El niño está consciente:

- Llama a emergencias.

- Coloca al niño de pie e inclinado, con la cabeza más baja que el cuerpo. Pasa una mano por sus axilas para sujetar su pecho y con la otra mano dale hasta 5 golpes con la parte inferior de la palma de la mano en la parte alta de la espalda entre sus omoplatos.

- Si no ha conseguido expulsar el cuerpo extraño, hay que iniciar las compresiones abdominales o maniobra de Heimlich, hasta 5 veces. Esta maniobra consiste en colocarse detrás del niño y rodearle la cintura con los brazos. Cerrar una mano y colocar el nudillo del pulgar por encima del ombligo, a nivel de la boca del estómago, entre el ombligo y el tórax. Cógete el puño con la otra mano y realiza una fuerte presión hacia dentro y hacia arriba, lo que provocará un aumento de la presión en el tórax, obligando a salir al aire que queda dentro de los pulmones, arrastrando el cuerpo extraño. Se debe seguir con la maniobra hasta la llegada de ayuda o hasta la pérdida de conocimiento.

El niño está inconsciente:

Dada la ausencia de conocimiento, hay que pedir ayuda a emergencias inmediatamente. Mientras llega la ayuda médica, realiza 30 compresiones torácicas, seguidas de dos insuflaciones de aire en la boca del niño hasta la recuperación.

Lactante consciente:

- Llama a emergencias.

- Coloca al lactante boca abajo sobre el antebrazo, con la cabeza más baja que el cuerpo. Sujeta con la mano la barbilla del lactante y coloca un dedo en su labio inferior para que la boca permanezca abierta y sentir si sale el cuerpo extraño.
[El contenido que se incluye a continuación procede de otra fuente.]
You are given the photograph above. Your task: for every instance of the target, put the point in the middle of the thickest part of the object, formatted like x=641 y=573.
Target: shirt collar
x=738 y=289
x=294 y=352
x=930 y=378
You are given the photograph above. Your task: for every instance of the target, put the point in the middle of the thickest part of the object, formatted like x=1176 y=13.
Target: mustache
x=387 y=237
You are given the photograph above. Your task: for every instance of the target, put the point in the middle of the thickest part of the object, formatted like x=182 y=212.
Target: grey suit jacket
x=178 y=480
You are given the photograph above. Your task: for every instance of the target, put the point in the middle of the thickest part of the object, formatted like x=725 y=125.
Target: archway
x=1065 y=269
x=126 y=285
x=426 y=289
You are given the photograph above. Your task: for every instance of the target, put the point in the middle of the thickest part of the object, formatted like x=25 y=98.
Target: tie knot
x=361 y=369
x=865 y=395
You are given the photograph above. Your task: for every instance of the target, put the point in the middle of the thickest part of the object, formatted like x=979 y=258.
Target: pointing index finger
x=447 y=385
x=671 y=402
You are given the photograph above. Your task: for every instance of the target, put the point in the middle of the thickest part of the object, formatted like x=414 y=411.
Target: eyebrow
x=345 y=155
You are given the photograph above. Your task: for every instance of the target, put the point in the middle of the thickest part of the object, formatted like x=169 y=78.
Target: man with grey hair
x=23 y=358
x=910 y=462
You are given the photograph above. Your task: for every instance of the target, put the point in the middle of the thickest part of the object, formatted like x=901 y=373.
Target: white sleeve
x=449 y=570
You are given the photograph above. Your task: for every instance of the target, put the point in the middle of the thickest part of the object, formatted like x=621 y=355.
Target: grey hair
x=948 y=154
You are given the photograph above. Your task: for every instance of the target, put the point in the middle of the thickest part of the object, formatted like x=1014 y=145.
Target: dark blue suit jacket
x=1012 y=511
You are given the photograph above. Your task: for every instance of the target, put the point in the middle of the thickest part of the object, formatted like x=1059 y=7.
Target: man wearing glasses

- Con la otra mano, dale hasta 5 golpes en la espalda entre los omoplatos. Si no hay expulsión del cuerpo extraño, es necesario dar la vuelta al lactante y colocarlo sobre el antebrazo mirando hacia arriba y aguantando el cuello con la mano. También puedes colocarle sobre una superficie dura. Aplica hasta 5 compresiones torácicas con los dedos de la mano en posición vertical en el centro del pecho, un poco más abajo de una línea imaginaria trazada entre los dos pezones. - Repite todo el ciclo completo hasta la recuperación y hasta la llegada de ayuda o pérdida de conocimiento.

Lactante inconsciente:

- La maniobra de Heimlich no es una técnica adecuada para realizar en un lactante o menor de un año, por el riesgo de ocasionarle lesiones en las vísceras abdominales. Antes de la llegada del personal sanitario o la recuperación de la respiración, realiza 30 compresiones torácicas seguidas de 2 insuflaciones.

- Cuando se realiza una reanimación en una obstrucción de la vía aérea por un cuerpo extraño, es habitual que el aire no entre, no eleve el tórax o cueste mucho introducirlo. En el supuesto de que el tórax se elevara con facilidad, reevalúa la situación pero, si sigue inconsciente y no respira normalmente, deberás proseguir con las maniobras hasta la llegada de los sanitarios.

Fuente consultada. Primeros Auxilios en niños y bebés. Cruz Roja.